Il trouve refuge dans les colonnes du mensuel Adam, une revue masculine dédiée à l’art de vivre et à la mode qu’il remet au goût du jour en l’ouvrant aux révolutions des années 1960 : il y publie parmi les premiers reportages de la presse sur la jeunesse française, le désir, la sexualité ou la drogue. C’était déjà un peu de l’esprit de mai qu’il faisait souffler dans les kiosques de France.

Le magazine devient bientôt la propriété de Claude Perdriel qui lui confie les rênes de la rédaction avant de le faire venir en 1968 au Nouvel Observateur, le journal phare de la gauche intellectuelle. Pierre Bénichou y mène une carrière tout en crescendo, prenant la tête de la rédaction dix ans après son arrivée, devenant directeur adjoint du journal en 1985, puis directeur délégué jusqu’à son départ en 2005. Il apportait à ses pages son insatiable curiosité, son intérêt pour les sujets défendus, et son talent pour donner la parole à des gens les plus divers, anonymes ou célèbres. Il s’intéressait à la politique bien sûr, mais aussi à la littérature, à la psychologie, aux conditions carcérales, à la condition féminine aussi, lui qui était à l’origine de la fameuse couverture du Manifeste des 343 femmes qui déclaraient avoir avorté pour briser la chape d’hypocrisie qui entourait alors la pratique de l’IVG, dans l’espoir de faire bouger les lignes de la loi.

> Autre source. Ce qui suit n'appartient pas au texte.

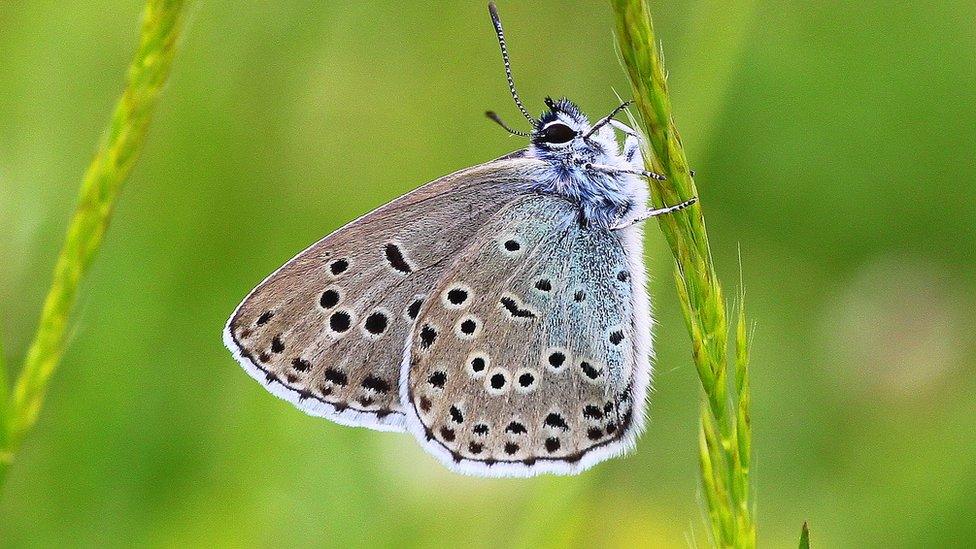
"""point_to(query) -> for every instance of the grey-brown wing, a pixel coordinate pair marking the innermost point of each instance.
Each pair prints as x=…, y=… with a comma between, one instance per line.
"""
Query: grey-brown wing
x=532, y=354
x=327, y=330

Pierre Bénichou avait une plume étincelante – les professionnels de la profession ne s’y trompaient pas qui l’appelaient la « Plume d’or ». Pourtant, il n’écrivait que quelques articles de temps à autre car, il le confessait volontiers, il était paresseux – ou peut-être son perfectionnisme acharné l’inhibait-il ? Quoi qu’il en soit, il passait plus de temps « à faire écrire les autres qu'à écrire lui-même », se concentrant sur la réécriture de certains papiers, la confection des titres, la réalisation de quelques grands entretiens et portraits. C’est ainsi que tous les numéros du grand hebdomadaire portaient sa marque sans toujours porter sa signature. Toutefois, la mort des autres l’obligeait : il aimait composer sur la vie des personnalités qui lui avaient été chères et c’est le recueil de ses plus émouvants adieux qu’il avait publié dans son seul ouvrage, Les absents, levez le doigt ! Durant 35 années, il était ainsi avec Serge Lafaurie comme le remorqueur de la rédaction du Nouvel Observateur, celui qui, dans la dernière ligne droite, amenait chaque semaine le journal à bon port en retouchant un dernier article, en lui trouvant un meilleur titre.

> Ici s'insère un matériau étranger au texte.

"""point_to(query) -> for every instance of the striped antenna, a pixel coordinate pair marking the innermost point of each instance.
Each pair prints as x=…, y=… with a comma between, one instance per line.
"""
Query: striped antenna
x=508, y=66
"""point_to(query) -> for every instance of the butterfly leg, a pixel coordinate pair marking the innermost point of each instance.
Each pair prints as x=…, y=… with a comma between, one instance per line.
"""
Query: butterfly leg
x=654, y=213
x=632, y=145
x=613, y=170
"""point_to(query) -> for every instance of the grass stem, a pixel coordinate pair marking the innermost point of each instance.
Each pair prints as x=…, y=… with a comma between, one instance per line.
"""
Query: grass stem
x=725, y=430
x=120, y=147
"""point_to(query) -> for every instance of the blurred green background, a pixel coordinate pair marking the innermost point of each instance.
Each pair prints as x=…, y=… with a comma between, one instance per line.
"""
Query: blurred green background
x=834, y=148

Le grand public l’avait découvert à la télévision, sur le plateau enfumé du Droit de Réponse de Michel Polac ou dans la Revue de Presse de Michèle Cotta. Mais ce grand ami de Coluche qui adorait les nuits parisiennes où il régalait ses amis de mille anecdotes et des vers d’Aragon qu’il connaissait par cœur n’aimait rien tant que la conversation des beaux esprits et l’effusion des bons mots. Alors, quand dans les années 1990 Philippe Bouvard lui propose de rejoindre le chœur de ses Grosses Têtes, il accepte de faire en public pour des millions de Français ce qu’il faisait depuis toujours en privé pour quelques privilégiés. Vedette du transistor, il était aussi un visage bien connu du petit écran dans les émissions de Michel Drucker et de Laurent Ruquier avec lequel il poursuivait hier encore l’aventure des Grosses Têtes, réjouissant les auditeurs par sa gouaille inimitable et ses saillies impayables.

Le Président de la République salue une personnalité attachante et pleine d’esprit, et adresse à sa famille, ses amis, et tous ceux qui l’ont lu et écouté avec curiosité et avec joie ses condoléances respectueuses.